Only one thermal effect at 768 K was observed on DSC curve for the sample with mole fraction x(DyCl₃) = 0.250 (Fig. 1b). It corresponds to congruent melting of Li₃DyCl₆ compound. The related to this effect molar enthalpy is equal to 51.6 kJ mol⁻¹.

Three thermal effects were observed on the DSC curves for the samples with mole fraction 0.250 < x(DyCl₃) < 1.00 (Fig. 1c). The thermal effect at 606 K corresponds to the solid–solid phase transition of DyCl₃. The enthalpy values related to the effect at 606 K increase with the increasing mole fraction of DyCl₃ (Fig. 3c). The second effect at 674 K (a mean value from experiments) corresponds to Li₃DyCl₆–DyCl₃ eutectic. The eutectic composition x(DyCl₃) = 0.542 ± 0.0139 was determined from the Tammann plot displayed in Fig. 3b. The mixture with eutectic composition melts with enthalpy, Δ_fus H _m, of about 11.03 ± 0.49 kJ mol⁻¹ at temperature 674 K. The effect at the highest temperature corresponds to the liquidus temperature.

On the DSC curves, the overlapping of thermal effects related to the eutectic and liquidus was observed, especially for the samples with a mole fraction near to the composition of eutectic (Fig. 4a). Due to this overlapping, it was impossible to determine enthalpy related to the eutectic, which was necessary for Tammann diagrams construction. Thus, it was necessary to perform deconvolution of the overlapping peaks. This separation was made with CALISTO software included in the Labsys Evo differential scanning calorimeter system. The result of application of the peak separation tool is displayed in Fig. 3b. As a result of peaks separation enthalpy related to the eutectics could be determined and used subsequently in the described above Tammann diagrams construction.

Fig. 4

DSC curve for sample with composition x(DyCl₃) = 0.177. a Thermal effects before peak separation, b thermal effects after peak separation method

All the results of DSC investigations are presented in Table 1, and the complete phase diagram is shown in Fig. 5.
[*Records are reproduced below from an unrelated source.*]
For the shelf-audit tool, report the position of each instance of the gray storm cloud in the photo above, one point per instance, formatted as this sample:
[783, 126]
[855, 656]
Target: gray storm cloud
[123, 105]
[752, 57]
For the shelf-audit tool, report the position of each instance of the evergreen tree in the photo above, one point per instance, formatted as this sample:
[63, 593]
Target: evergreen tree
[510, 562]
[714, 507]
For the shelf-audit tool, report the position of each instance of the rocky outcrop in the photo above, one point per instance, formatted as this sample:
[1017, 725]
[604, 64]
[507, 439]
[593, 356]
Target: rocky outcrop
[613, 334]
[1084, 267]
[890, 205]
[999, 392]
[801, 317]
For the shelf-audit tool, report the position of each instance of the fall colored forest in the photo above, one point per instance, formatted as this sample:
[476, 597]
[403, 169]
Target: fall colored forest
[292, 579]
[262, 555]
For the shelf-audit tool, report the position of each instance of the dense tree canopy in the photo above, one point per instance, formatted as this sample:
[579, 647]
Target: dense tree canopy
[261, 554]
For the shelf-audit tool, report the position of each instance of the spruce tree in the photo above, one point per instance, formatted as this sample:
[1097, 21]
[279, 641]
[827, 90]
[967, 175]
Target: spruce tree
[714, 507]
Table 1 Temperature values of thermal effects for all samples of DyCl₃–LiCl binary system

Fig. 5

Phase diagram of the DyCl₃–LiCl binary system. Values in brackets—experimental data from [16]
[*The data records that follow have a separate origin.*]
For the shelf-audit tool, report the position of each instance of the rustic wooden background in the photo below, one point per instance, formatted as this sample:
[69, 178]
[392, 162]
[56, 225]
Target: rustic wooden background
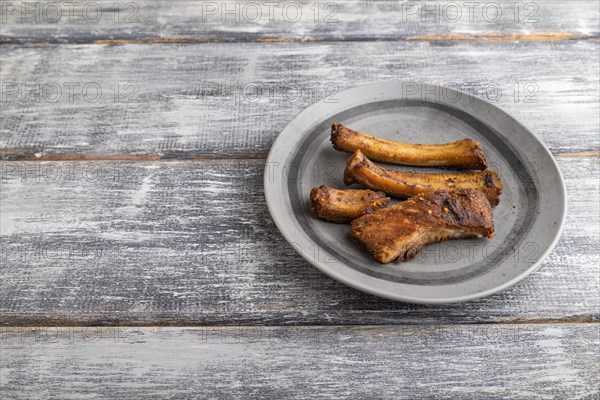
[138, 256]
The determined by us phase diagram of DyCl₃–LiCl binary system is completely different from the one presented in the literature [16]. Although in both cases the existence of Li₃DyCl₆ compound was confirmed, our findings showed that it melts congruently at 768 K, whereas according to the literature data it melts incongruently at 748 K and additionally undergoes a solid–solid phase transition at 743 K. As a consequence of congruent melting of Li₃DyCl₆, two eutectics were found by us, namely LiCl–Li₃DyCl₆ (at x = 0.206 (T _eut = 746 K)) and Li₃DyCl₆–DyCl₃ (at x = 0.542 (T = 674 K)). The literature data [16] show only one, Li₃DyCl₆–DyCl₃ eutectic (at x = 0.515 (T = 721 K)). The composition of this eutectic is the only similarity to our results, but its melting temperature is significantly higher than ours (721 and 674 K, respectively). In addition, we found a solid–solid phase transition of DyCl₃ in agreement with the literature data [19], whereas this transition is absent in the literature phase diagram [16].

The DyCl₃–LiCl system is characterized by the existence of Li₃DyCl₆ compound. The electrical conductivity of Li₃DyCl₆ was also measured in the liquid and solid phase. It was found to be a solid electrolyte with a high electrical conductivity at about room temperature.

Conclusions

1. 1.

   The complete DyCl₃–LiCl phase diagram shows the existence of Li₃DyCl₆ compound that melts congruently at 768 K with enthalpy of 51.6 kJ mol⁻¹.

2. 2.

   Tammann diagram is an important outcome for the theory of phase diagram. It predicts, through application of the lever rule, the variation of the enthalpy associated with the first-order transformation as a function of concentration. Regrettably, this plot is seldom used or merely overlooked, although it provides valuable information.

3. 3.

   Tammann diagrams construction allows to precisely determine the composition of eutectics existing in the system.

4. 4.

   The composition and temperature of eutectics were determined as x(DyCl₃) = 0.206; T _eut = 746 K and x(DyCl₃) = 0.542; T _eut = 674 K.